Potentially more important for the bottom line, is the benefit that all will yield if they are truly able to consolidate the disposal of ‘end of life’ product. Consolidation will decrease ‘fire sales’ within stores or in secondary markets, which detract from new models hitting the shelves.

Good for the company not so good for consumers.

This means that consumers will not see in-store discounts to clear the shelves of these same ‘end of life’ products. Instead they’ll be boxed up, shipped, and possibly sold to a consolidated source, that will either destroy or refurb the product. It is not uncommon for the manufacturer to bear bear the brunt of the cost of destruction. Similarly, refurbed products can often be offered for over the counter replacement of defective phones, sold to carriers for the same purpose or sold in other channels.
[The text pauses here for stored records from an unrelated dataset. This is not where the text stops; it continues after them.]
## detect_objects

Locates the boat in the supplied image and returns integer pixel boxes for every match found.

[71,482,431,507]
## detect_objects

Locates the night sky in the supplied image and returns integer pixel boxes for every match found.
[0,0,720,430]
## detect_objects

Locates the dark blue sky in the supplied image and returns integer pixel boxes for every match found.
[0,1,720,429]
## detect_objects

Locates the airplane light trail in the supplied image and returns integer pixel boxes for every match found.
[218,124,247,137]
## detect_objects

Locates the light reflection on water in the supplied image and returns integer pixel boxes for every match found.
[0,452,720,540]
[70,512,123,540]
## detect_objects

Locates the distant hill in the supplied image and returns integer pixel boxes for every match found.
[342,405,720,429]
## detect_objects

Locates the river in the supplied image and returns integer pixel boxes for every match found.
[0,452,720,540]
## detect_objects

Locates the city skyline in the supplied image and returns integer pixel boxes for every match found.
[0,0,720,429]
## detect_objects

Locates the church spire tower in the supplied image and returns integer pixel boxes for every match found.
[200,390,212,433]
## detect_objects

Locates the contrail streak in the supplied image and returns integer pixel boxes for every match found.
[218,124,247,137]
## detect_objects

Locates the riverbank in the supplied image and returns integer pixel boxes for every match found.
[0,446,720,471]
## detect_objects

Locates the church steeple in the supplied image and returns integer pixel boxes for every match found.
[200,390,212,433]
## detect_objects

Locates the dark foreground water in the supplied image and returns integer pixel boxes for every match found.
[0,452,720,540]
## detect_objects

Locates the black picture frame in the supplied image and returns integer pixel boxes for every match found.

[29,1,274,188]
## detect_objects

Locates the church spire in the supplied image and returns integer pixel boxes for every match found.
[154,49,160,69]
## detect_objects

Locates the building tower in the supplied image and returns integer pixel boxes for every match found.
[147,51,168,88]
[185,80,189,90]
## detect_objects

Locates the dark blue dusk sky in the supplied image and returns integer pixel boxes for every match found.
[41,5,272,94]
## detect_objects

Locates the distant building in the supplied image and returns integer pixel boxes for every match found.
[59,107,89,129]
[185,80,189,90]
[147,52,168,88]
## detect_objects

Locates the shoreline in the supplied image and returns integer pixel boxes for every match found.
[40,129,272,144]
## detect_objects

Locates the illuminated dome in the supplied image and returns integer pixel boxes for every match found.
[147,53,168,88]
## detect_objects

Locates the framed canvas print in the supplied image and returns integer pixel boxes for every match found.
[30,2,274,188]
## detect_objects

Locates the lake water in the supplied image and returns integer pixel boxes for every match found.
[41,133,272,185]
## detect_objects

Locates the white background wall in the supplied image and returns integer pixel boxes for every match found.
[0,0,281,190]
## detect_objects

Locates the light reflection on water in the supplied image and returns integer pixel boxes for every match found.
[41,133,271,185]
The primary goal of consolidation is to remove it from the channel and remove it from the target of the consumer’s purchasing dollars. If its gone then the group would earn higher margins on current year products that have not been discounted through the year yet.

Ex.
Margin 30% on Last years phone discounted for fire sale
$25 x .3 = $7.5 Margin

v.
30% on newly introduced product
$150 x .3 = $45 Margin

If there are only a few tens of thousands of old product left and millions of new on the shelves and on order, its not hard to see the benefit.

However, If consumers have the choice of a phone for next to nothing v. a phone for $200 they might vote with their wallets and skip the latest, greatest technology until its discounted next year. Eliminate the discount and everyone is happy except the frugal consumer.